Il n'est nul besoin de développer au plus haut degré l'analyse légistique de la loi n° 2004-575 du 21 juin 2004, pour la confiance dans l'économie numérique, pour entrevoir que son titre est "chargé d'un contenu émotionnel, manifestant le caractère essentiel de son objectif" (V. sur ce blog, Pierre-Yves Gautier, "Le titre des lois, symbole de la République").
Si une distorsion entre l'esprit de la loi exprimé dans le titre et le contenu du texte lui-même reste, bien que critiquable, usuelle (V. au sujet de la loi sur la prévention de la délinquance, AJ Pén. mars 2007, Edito p. 99), la discordance entre le texte législatif et son, ou ses, décrets d'application, est, en revanche, nettement moins intelligible.
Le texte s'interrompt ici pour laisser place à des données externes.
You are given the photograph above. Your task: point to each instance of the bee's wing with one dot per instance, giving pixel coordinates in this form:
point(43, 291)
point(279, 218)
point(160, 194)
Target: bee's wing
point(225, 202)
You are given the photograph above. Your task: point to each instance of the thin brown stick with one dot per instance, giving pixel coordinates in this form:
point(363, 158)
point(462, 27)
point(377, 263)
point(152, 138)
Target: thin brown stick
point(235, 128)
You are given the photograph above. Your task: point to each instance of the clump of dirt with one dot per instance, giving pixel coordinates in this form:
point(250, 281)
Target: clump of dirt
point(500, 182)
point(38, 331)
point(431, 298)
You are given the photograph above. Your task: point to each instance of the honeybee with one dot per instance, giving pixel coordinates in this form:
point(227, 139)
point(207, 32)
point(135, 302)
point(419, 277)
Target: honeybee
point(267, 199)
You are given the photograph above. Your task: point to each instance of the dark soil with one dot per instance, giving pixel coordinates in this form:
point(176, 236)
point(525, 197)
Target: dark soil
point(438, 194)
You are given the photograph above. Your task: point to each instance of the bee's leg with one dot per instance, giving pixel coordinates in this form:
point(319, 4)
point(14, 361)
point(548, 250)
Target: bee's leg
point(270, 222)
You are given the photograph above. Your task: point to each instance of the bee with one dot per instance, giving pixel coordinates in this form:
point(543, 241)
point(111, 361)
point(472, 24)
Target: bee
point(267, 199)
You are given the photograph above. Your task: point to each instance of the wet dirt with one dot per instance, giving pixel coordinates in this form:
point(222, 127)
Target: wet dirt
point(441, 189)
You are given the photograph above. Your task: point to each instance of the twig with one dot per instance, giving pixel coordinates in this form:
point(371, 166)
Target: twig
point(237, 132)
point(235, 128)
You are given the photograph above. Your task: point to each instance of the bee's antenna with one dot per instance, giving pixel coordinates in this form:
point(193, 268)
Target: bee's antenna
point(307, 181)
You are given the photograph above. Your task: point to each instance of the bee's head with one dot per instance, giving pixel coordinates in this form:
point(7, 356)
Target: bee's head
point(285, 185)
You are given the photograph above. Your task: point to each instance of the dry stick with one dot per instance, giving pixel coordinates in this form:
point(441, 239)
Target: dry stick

Un projet de décret d'application de la loi pour la confiance dans l'économie numérique vient pourtant illustrer cette étrange dichotomie : le législateur promouvait, en 2004, une loi dont l'objectif annoncé était de rassurer les acteurs de l'économie numérique ; en 2007, le décret d'application de l'article 6 de cette loi serait, à l'opposé, particulièrement anxiogène.
Que prévoit ce projet voué, s'il était publié, à "mettre en confiance" les protagonistes du World Wide Web ?
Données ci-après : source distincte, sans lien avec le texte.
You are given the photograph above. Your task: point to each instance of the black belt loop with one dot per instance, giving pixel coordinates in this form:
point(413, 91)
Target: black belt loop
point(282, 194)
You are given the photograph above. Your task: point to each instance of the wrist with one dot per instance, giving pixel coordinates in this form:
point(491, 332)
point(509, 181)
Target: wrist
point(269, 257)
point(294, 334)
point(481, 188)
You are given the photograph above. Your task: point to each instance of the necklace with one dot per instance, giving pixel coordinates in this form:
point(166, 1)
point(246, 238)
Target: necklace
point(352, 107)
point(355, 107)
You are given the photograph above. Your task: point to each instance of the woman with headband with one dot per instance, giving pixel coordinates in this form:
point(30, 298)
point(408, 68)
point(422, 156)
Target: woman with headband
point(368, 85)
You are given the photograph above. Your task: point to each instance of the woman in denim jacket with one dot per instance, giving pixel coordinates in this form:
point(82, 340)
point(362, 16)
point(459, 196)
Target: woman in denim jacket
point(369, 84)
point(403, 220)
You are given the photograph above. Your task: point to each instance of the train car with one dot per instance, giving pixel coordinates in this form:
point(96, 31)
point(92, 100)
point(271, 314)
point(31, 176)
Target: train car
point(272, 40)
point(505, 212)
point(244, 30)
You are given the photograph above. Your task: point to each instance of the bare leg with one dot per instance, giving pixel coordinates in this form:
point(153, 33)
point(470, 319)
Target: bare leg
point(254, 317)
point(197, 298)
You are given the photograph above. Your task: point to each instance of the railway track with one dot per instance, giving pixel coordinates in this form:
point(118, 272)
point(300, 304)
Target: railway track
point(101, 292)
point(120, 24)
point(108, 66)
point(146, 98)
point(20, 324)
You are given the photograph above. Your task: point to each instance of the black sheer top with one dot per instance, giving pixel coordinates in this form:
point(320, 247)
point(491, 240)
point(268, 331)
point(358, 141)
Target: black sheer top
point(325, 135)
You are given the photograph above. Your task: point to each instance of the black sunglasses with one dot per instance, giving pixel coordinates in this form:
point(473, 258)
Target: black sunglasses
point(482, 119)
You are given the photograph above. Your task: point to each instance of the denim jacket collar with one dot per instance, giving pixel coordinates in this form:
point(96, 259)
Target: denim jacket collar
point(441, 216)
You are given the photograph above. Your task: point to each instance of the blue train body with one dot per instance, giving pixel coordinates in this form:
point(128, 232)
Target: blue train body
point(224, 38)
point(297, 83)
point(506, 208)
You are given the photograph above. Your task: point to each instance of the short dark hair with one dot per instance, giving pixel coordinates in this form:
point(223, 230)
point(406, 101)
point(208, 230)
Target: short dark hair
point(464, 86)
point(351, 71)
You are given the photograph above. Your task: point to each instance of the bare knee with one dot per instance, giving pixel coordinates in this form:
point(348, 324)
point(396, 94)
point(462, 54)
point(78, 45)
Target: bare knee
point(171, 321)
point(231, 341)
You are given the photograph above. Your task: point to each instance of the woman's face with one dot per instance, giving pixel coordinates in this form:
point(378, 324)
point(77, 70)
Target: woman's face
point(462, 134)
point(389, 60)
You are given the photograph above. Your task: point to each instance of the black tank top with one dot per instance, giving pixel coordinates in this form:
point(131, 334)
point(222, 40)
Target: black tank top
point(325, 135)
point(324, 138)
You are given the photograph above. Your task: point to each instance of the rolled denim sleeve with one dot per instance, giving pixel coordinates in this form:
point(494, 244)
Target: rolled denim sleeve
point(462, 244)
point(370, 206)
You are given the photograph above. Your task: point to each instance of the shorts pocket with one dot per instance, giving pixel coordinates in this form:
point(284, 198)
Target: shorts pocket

Conservation des données de l'internaute
Le projet énumère, dans une très poétique litanie, les obligations de conservations des données mises à la charge des fournisseurs d'accès à internet, des éditeurs de site, ou encore des opérateurs de téléphonie (fixe ou mobile).
Devraient ainsi être conservées les données permettant d'identifier l'origine de la création des contenus, à savoir : l'identifiant de la connexion, l'identifiant attribué par le système d'information à l'abonné, les date et heure de début et de fin de la connexion, les caractéristiques de la ligne de l'abonné, la connexion à l'origine de la communication, l'identifiant attribué par le système d'information au contenu, l'objet de l'opération, l'identifiant attribué par le système d'information à la connexion, le type de protocole ou de réseau utilisé, la nature de l'opération, les date et heure de l'opération, les pseudonymes utilisés.
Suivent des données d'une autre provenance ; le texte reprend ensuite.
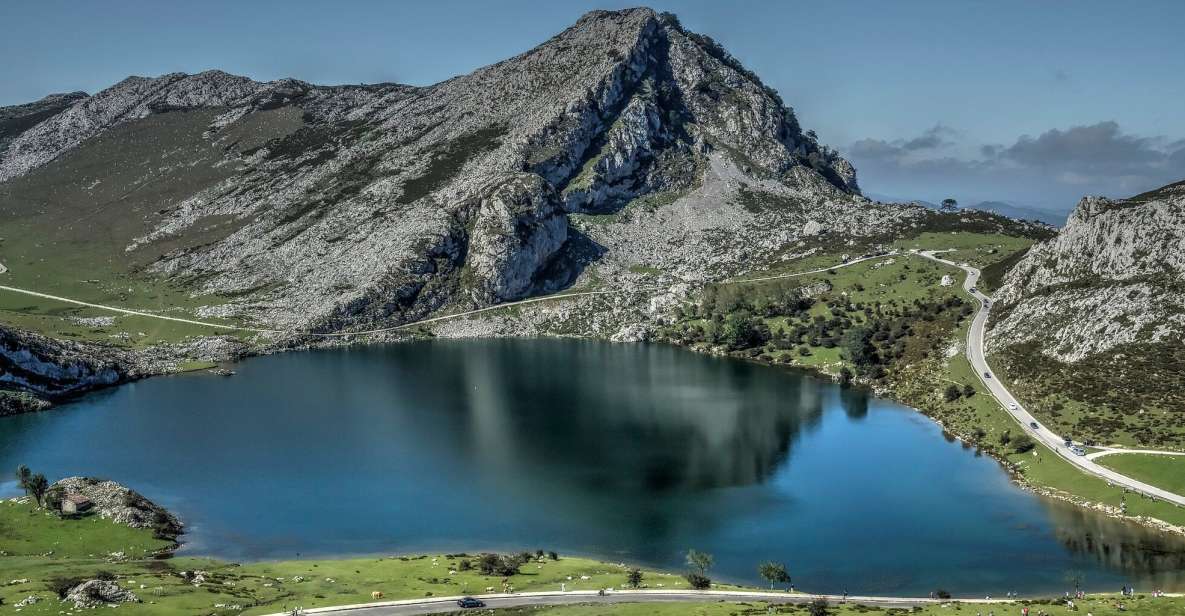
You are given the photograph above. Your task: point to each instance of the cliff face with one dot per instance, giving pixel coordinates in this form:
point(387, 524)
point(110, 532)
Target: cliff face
point(50, 367)
point(622, 142)
point(1114, 275)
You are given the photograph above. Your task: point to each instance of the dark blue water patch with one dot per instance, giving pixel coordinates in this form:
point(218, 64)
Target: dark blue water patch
point(628, 453)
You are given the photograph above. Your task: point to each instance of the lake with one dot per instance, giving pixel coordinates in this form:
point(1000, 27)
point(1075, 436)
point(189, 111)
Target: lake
point(628, 453)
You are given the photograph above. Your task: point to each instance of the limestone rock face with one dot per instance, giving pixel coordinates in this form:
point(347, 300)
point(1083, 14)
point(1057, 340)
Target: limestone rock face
point(120, 504)
point(1114, 275)
point(45, 366)
point(346, 207)
point(519, 225)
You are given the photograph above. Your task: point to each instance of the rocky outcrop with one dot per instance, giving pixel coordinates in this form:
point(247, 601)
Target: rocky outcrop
point(1114, 275)
point(18, 402)
point(52, 367)
point(15, 120)
point(121, 505)
point(386, 203)
point(519, 226)
point(130, 98)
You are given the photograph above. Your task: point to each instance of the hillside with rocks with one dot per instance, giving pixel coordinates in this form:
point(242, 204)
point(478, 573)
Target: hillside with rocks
point(625, 153)
point(1089, 325)
point(343, 206)
point(1114, 275)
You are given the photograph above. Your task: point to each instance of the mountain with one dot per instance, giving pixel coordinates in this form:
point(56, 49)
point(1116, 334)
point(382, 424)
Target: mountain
point(623, 153)
point(1089, 323)
point(1022, 212)
point(18, 119)
point(343, 206)
point(1113, 275)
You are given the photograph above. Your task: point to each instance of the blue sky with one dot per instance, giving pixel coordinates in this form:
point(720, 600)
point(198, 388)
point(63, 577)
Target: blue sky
point(929, 98)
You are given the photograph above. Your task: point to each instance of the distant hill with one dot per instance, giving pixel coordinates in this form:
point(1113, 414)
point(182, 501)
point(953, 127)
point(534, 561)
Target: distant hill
point(1019, 212)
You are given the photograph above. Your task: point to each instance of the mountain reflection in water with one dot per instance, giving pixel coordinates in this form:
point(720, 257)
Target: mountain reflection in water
point(629, 453)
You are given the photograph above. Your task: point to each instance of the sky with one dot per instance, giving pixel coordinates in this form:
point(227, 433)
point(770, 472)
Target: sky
point(1035, 103)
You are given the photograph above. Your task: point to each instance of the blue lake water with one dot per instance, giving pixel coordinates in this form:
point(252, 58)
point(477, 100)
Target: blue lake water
point(629, 453)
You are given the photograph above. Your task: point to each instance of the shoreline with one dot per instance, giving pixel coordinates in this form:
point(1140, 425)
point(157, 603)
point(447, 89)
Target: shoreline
point(248, 351)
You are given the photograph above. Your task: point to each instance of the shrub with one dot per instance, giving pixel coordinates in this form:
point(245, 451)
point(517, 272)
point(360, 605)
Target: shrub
point(952, 393)
point(698, 581)
point(62, 585)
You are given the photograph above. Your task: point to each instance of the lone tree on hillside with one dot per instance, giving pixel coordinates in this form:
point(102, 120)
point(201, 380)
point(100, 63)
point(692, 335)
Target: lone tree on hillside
point(818, 607)
point(38, 486)
point(774, 573)
point(23, 476)
point(699, 560)
point(952, 393)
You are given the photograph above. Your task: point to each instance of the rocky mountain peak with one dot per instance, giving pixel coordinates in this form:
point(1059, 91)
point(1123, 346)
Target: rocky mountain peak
point(343, 206)
point(1113, 275)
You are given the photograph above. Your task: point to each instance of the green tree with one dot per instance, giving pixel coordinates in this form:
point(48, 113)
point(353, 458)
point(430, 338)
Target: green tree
point(23, 476)
point(742, 331)
point(37, 486)
point(1075, 577)
point(774, 573)
point(858, 347)
point(952, 393)
point(699, 560)
point(1023, 443)
point(53, 498)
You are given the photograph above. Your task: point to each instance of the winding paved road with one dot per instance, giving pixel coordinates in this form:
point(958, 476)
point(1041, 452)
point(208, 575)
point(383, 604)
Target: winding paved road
point(404, 326)
point(444, 604)
point(1012, 405)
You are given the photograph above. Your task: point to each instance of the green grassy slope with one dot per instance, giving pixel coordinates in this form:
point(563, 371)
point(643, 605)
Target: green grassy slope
point(69, 223)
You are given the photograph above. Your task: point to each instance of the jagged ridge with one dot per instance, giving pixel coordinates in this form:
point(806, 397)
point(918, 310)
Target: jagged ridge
point(391, 201)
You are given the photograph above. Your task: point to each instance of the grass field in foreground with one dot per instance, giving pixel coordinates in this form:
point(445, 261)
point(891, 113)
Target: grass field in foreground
point(1094, 605)
point(42, 547)
point(1164, 472)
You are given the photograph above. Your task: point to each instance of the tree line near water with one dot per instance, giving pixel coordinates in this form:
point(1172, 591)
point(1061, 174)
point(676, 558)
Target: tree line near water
point(871, 335)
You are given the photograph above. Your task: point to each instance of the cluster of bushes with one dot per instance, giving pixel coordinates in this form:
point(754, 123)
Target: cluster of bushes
point(504, 565)
point(872, 335)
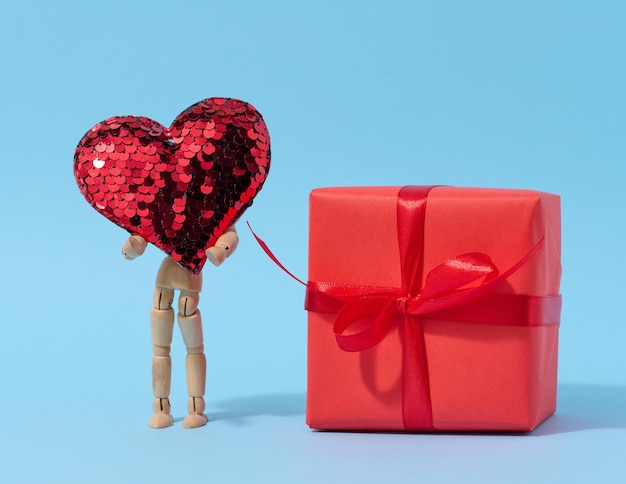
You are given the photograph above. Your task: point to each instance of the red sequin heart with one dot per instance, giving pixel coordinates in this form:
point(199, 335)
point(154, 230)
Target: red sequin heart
point(181, 187)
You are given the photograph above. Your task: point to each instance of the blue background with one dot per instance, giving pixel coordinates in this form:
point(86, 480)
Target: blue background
point(483, 93)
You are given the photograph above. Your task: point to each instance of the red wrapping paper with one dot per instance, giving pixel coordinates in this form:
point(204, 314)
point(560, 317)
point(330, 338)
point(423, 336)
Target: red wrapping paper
point(481, 373)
De surcroît, devraient être conservées les informations fournies lors de la souscription d'un contrat par un utilisateur ou lors de la création d'un compte, tels : nom et prénom ou raison sociale, adresses postales associées, pseudonymes utilisés, adresses de courrier électronique associées, numéros de téléphone, mot de passe et informations associées (Sic !) ;
Il nous faut, pour être complets, mentionner l'obligation de conservation des données relatives au paiement : type de paiement utilisé, montant, numéro de référence du moyen de paiement, date et heure de la transaction. Ite missa est...
Sort des données conservées
La durée de conservation des données serait d'un an à compter du jour de la création des contenus. Les données devraient être conservées sur des supports et dans des formats d'enregistrement conformes aux normes techniques en vigueur et dans des conditions garantissant leur confidentialité et leur intégrité, et ce afin de permettre une extraction dans un bref délai pour répondre à une demande des autorités judiciaires.
Les données fournies seraient enregistrées et conservées pendant une durée maximale de trois ans dans des traitements automatisés mis en œuvre par le ministère de l'intérieur et de l'aménagement du territoire et le ministère de la défense.
L'étendard de l'atteinte aux libertés publiques a, bien évidemment, été aussitôt brandi pour rallier les opposants au texte (V. Tribune de Philippe Jannet, Président du Groupement des éditeurs de sites en ligne [Geste], publiée dans Le Monde du 21 avril 2007, "L'Etat veut-il tuer Internet en France ?").
Il n'en reste pas moins que, même si l'on évacue les questions, problématiques, de la responsabilité civile et pénale (notamment 375 000 euros d'amende, un an d'emprisonnement et 75 000 euros d'amende pour les dirigeants) des opérateurs qui contreviendraient à ces règles, le projet apparaît, du simple point de vue économique, proprement "effrayant" : le coût de ces mesures reviendrait à 224 millions d'euros au FAI qui compterait 1 million d'abonnés, soit… 224 euros par abonné ! Dans le même temps le "principe d'une indemnisation forfaitaire est rejeté par l'ensemble des prestataires de l'Internet car sans commune mesure avec le montant des investissements en cause" selon l'Association française des fournisseurs d'accès à Internet et de services Internet (V. N. Silbert, Les Echos, 23/04/2007).
A la complexité des règles régissant le droit de la propriété intellectuelle, le peu d'attrait du nommage en .fr, et ce malgré un lifting récent (V. Décret n° 2007-162 du 6 février 2007, JO 8 févr., D. 2007, Actualité législative. 431), voici donc une nouvelle spécificité de l'internet français… Pas sûr, décidément, que la "confiance" y soit le maître mot.